In the late 1990s, Arnold Mærsk Mc-Kinney Møller, the billionaire owner of Mærsk, the world’s largest container shipping company, thought his home city of Copenhagen needed a symbol. He proposed constructing an opera house on a man-made island in Copenhagen’s harbor and donating the building to the government. The island, near Mærsk’s waterfront headquarters, is directly across from Amalienborg, the historic home of Denmark’s royal family. Although many citizens of Copenhagen vigorously opposed the opera house because of its location and because of its enormous tax benefit to Mærsk Mc-Kinney Møller, the government approved the idea.
Mærsk Mc-Kinney Møller hired 75-year-old Henning Larsen, a Danish architect whose mentor had designed the iconic opera house in Sydney, Australia. Mærsk Mc-Kinney Møller dictated some of the design elements, including adding metal to the curved entry. When completed in 2004, Copenhagen’s new 450,000-square-feet opera house included 1000 rooms spread among fourteen stories, five of them underground. The ceiling of the foyer was covered with more than three pounds of gold leaf. The total cost of the building was about $500,000,000, or more than $300,000 for each of the approximately 1400 seats in the main auditorium.

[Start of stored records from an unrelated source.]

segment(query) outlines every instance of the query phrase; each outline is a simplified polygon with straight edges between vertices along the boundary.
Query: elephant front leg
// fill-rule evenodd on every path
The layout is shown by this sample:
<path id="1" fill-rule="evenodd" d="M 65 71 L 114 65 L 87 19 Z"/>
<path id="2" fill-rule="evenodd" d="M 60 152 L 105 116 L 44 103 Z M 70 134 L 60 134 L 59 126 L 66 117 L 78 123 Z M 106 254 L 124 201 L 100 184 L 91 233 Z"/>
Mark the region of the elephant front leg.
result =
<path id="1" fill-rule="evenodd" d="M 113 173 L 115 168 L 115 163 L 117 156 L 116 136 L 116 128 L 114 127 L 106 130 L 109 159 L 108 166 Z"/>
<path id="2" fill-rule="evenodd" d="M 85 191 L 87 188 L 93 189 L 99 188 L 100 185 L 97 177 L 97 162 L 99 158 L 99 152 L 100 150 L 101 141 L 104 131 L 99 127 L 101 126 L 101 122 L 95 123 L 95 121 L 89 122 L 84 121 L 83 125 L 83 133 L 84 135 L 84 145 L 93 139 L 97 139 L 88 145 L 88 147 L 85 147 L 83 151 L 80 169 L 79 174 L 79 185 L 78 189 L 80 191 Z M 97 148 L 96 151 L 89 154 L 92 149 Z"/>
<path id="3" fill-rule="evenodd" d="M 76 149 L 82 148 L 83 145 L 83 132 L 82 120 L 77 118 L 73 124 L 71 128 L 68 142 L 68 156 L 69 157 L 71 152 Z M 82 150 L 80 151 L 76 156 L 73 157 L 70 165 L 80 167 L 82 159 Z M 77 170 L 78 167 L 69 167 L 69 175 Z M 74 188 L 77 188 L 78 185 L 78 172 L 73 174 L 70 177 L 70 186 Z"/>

Despite (or perhaps because of) its enormous cost, the building’s design has been widely lampooned, described variously as a fly, an oil can and a space ship. The glass and metal entry has been compared unfavorably to the grill of a 1955 Pontiac. The curved maple wall at the rear of the foyer, stained orange to suggest a violin, is known locally as the “giant pumpkin.” Even architect Larsen, who acknowledged the building as his “greatest failure,” thought it looked like a toaster.